Raffaele Celeste "Nini" Rosso (19 September 1926 – 5 October 1994) was an Italian jazz trumpeter and composer.

==Biography==
Rosso was born in Turin, Italy. His parents attempted to send him to university, but at 19 he chose the trumpet over academia, and left home. He was a partisan during the World War II Liberation from Nazist and Fascist occupation, and operated in Maira Valley with Giorgio Bocca and Detto Dalmastro, partisan commander of the anti-fascist brigade Giustizia e Libertà attached to the Partito d'Azione of northern Italy.

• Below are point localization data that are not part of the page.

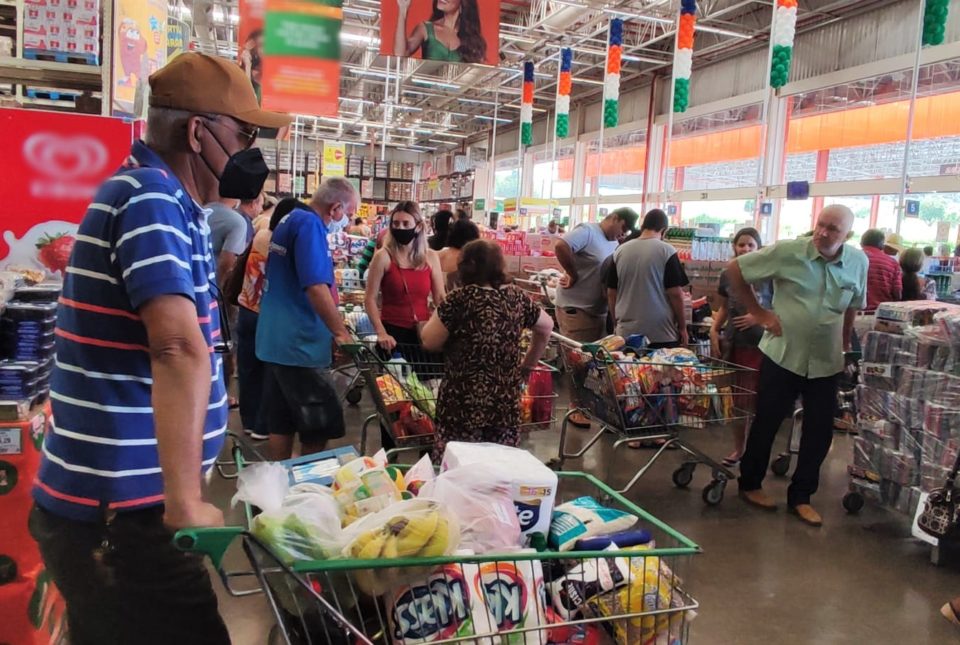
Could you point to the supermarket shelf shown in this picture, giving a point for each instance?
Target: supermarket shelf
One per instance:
(50, 73)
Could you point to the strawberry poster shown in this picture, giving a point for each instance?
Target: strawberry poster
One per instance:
(53, 165)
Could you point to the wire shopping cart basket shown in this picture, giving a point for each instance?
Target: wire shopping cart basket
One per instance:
(618, 596)
(644, 397)
(404, 388)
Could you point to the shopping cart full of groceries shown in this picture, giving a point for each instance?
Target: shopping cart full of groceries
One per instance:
(492, 547)
(659, 397)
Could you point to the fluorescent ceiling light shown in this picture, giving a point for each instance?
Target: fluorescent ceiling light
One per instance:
(350, 37)
(477, 101)
(490, 118)
(435, 83)
(720, 32)
(368, 72)
(354, 100)
(518, 39)
(366, 13)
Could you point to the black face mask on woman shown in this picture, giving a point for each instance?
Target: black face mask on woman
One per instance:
(403, 236)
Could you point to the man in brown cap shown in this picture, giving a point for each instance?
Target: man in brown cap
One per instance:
(137, 391)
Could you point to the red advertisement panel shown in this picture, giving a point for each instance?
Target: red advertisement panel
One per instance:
(53, 165)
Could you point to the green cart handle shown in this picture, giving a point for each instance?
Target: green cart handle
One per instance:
(212, 542)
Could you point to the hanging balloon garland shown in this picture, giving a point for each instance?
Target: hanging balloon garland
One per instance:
(935, 21)
(683, 55)
(526, 106)
(784, 30)
(564, 84)
(611, 83)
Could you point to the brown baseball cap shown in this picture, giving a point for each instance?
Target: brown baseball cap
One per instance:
(201, 83)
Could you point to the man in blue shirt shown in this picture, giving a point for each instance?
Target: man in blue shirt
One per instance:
(139, 405)
(298, 322)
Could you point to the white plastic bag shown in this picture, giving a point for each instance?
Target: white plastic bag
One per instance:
(299, 523)
(482, 501)
(264, 485)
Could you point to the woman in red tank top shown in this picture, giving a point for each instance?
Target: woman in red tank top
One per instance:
(404, 274)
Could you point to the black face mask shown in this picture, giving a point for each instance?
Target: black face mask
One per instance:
(403, 236)
(244, 175)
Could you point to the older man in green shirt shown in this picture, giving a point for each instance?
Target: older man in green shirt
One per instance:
(819, 284)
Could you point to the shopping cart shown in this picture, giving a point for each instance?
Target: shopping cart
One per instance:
(404, 387)
(636, 398)
(466, 598)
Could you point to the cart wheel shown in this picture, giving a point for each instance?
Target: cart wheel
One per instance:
(713, 492)
(852, 502)
(354, 395)
(781, 465)
(683, 475)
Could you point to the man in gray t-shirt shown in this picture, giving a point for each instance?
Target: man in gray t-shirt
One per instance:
(645, 286)
(581, 302)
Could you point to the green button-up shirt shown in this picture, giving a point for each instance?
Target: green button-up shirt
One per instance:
(810, 296)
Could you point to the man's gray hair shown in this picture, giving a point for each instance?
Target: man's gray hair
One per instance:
(334, 190)
(167, 128)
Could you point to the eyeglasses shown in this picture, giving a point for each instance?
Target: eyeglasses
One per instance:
(249, 135)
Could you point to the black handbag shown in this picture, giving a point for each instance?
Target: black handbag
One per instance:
(939, 515)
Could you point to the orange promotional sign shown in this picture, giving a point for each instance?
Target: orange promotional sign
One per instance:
(301, 62)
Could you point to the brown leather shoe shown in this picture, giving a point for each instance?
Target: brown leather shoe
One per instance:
(759, 499)
(806, 513)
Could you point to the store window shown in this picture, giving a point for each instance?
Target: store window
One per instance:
(716, 150)
(937, 223)
(506, 179)
(727, 216)
(624, 160)
(935, 149)
(553, 179)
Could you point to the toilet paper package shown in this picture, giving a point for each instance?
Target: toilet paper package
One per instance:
(513, 595)
(533, 485)
(440, 605)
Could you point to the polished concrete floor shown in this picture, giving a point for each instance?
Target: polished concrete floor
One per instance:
(763, 578)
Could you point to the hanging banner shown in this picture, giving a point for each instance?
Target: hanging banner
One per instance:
(178, 37)
(467, 31)
(139, 49)
(301, 63)
(250, 40)
(334, 159)
(53, 165)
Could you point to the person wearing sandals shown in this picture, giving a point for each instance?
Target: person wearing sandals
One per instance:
(735, 336)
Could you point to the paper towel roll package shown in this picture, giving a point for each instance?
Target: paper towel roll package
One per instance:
(534, 486)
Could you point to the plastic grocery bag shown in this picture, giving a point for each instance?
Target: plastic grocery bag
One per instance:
(414, 528)
(482, 501)
(299, 523)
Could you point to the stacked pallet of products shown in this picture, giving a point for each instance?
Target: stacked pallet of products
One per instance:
(908, 406)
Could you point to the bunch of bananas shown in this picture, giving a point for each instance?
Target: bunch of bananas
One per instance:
(424, 534)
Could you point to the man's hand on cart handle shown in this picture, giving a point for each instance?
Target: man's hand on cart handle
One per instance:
(769, 321)
(386, 341)
(194, 514)
(744, 322)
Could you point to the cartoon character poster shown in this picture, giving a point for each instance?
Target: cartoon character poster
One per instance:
(139, 49)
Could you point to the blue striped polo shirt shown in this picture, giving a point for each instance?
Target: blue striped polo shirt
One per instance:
(142, 237)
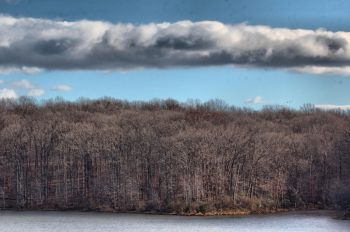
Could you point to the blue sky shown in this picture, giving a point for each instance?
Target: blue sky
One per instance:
(247, 87)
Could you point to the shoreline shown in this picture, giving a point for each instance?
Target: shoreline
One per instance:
(334, 213)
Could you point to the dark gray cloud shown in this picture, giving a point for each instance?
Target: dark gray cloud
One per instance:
(48, 44)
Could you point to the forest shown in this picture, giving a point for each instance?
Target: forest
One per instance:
(171, 157)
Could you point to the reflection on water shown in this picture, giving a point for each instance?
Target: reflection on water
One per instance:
(11, 221)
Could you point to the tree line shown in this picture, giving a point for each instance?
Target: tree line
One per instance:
(168, 156)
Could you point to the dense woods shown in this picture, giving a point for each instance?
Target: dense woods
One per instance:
(167, 156)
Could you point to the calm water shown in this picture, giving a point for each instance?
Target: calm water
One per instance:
(86, 222)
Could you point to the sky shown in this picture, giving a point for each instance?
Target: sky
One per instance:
(249, 53)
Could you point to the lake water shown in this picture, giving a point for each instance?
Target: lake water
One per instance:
(12, 221)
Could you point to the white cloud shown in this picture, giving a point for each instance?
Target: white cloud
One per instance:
(7, 93)
(32, 90)
(63, 88)
(255, 100)
(23, 84)
(24, 69)
(333, 107)
(342, 71)
(37, 92)
(60, 45)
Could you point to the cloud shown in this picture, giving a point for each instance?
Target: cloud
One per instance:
(255, 100)
(37, 92)
(10, 1)
(32, 90)
(96, 45)
(7, 94)
(341, 71)
(23, 84)
(333, 107)
(63, 88)
(24, 69)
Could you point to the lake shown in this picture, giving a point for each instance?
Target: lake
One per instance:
(13, 221)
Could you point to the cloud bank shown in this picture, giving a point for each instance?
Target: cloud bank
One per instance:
(35, 44)
(333, 107)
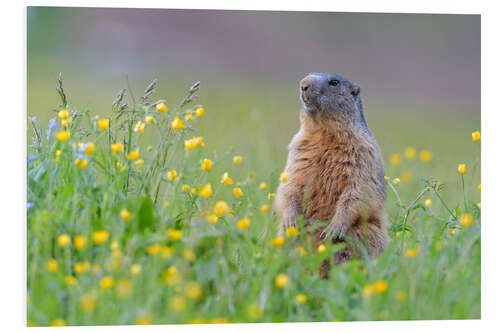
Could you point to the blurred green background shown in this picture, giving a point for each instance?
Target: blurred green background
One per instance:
(419, 74)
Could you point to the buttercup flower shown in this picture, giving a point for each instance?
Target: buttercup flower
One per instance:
(103, 123)
(284, 177)
(100, 237)
(410, 153)
(426, 155)
(462, 168)
(206, 164)
(221, 208)
(133, 155)
(200, 111)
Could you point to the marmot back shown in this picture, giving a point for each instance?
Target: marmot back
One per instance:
(335, 169)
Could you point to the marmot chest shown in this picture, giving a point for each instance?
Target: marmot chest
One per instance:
(332, 166)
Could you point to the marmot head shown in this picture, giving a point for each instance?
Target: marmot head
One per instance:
(331, 97)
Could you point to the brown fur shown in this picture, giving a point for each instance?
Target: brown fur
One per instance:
(335, 175)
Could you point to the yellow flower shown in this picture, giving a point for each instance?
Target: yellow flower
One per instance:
(406, 176)
(123, 288)
(66, 122)
(265, 208)
(178, 303)
(58, 322)
(380, 286)
(161, 107)
(63, 114)
(221, 208)
(206, 164)
(368, 290)
(206, 191)
(237, 192)
(226, 180)
(63, 240)
(117, 147)
(135, 269)
(284, 177)
(426, 155)
(462, 168)
(466, 220)
(193, 290)
(301, 298)
(146, 319)
(70, 280)
(254, 312)
(125, 214)
(401, 296)
(88, 302)
(154, 249)
(171, 276)
(83, 164)
(171, 175)
(133, 155)
(237, 160)
(81, 267)
(281, 281)
(212, 218)
(411, 253)
(63, 135)
(243, 223)
(52, 265)
(174, 234)
(107, 282)
(200, 111)
(100, 237)
(139, 127)
(103, 123)
(80, 242)
(177, 123)
(278, 241)
(395, 159)
(410, 153)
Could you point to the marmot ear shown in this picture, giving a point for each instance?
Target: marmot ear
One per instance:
(355, 89)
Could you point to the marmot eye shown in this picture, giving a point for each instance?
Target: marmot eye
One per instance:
(333, 82)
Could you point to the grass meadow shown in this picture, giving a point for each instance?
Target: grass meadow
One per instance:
(159, 211)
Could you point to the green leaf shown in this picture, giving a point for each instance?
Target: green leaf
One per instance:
(146, 213)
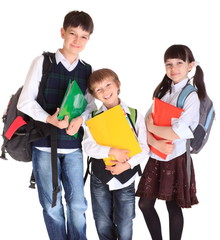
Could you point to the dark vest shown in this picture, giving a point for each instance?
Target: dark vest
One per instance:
(57, 83)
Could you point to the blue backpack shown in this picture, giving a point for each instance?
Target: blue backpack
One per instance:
(206, 117)
(202, 131)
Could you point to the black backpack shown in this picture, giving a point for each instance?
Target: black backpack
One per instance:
(20, 130)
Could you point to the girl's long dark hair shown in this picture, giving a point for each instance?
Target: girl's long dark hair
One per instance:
(184, 53)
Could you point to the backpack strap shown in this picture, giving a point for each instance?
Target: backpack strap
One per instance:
(186, 91)
(49, 60)
(189, 88)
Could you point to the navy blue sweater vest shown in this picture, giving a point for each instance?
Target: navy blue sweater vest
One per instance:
(57, 82)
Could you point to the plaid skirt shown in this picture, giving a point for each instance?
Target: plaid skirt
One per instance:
(168, 181)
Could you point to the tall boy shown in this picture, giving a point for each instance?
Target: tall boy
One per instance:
(76, 31)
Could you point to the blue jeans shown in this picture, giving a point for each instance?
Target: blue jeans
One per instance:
(113, 211)
(70, 177)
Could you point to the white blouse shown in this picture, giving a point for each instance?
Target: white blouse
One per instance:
(188, 120)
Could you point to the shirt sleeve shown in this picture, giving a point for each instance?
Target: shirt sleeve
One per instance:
(142, 139)
(189, 119)
(27, 101)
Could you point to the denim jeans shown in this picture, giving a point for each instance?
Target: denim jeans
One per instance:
(71, 226)
(113, 211)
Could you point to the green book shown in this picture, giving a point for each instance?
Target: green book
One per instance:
(74, 102)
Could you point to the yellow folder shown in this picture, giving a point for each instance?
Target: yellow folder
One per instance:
(113, 128)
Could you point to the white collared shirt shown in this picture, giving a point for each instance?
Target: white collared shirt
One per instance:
(188, 120)
(95, 150)
(27, 102)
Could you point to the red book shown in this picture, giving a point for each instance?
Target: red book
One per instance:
(162, 115)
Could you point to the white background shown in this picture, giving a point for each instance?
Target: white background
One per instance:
(130, 37)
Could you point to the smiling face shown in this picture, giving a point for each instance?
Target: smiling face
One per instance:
(107, 91)
(75, 40)
(177, 69)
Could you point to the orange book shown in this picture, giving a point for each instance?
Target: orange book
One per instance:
(162, 115)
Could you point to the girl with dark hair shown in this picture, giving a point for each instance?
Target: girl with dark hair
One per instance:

After his employment in a nightclub was terminated by the police, he returned home, but soon after departed again to relaunch his career. He soon became one of the best-known jazz trumpeters in Italy, reaching the crest of his popularity in the 1960s. He became known in the UK in 1962 when his recording of "Concerto disperato" was covered by Ken Thorne and his Orchestra and became a hit under the title "The Theme from The Legion's Last Patrol". Rosso's original was quickly released on the Durium label and also made the charts, but was less successful than the cover. His 1965 worldwide hit "Il Silenzio" went to number 1 in Italy, Germany, Austria, and Switzerland, and sold over five million copies by the end of 1967. In the US it peaked in November 1965 on position 32 of the Billboard Chart. It was awarded a gold disc. He also acted in the 1960s.

Rosso died of lung cancer in Rome in 1994, at the age of 68. He was buried at the local Cimitero Flaminio.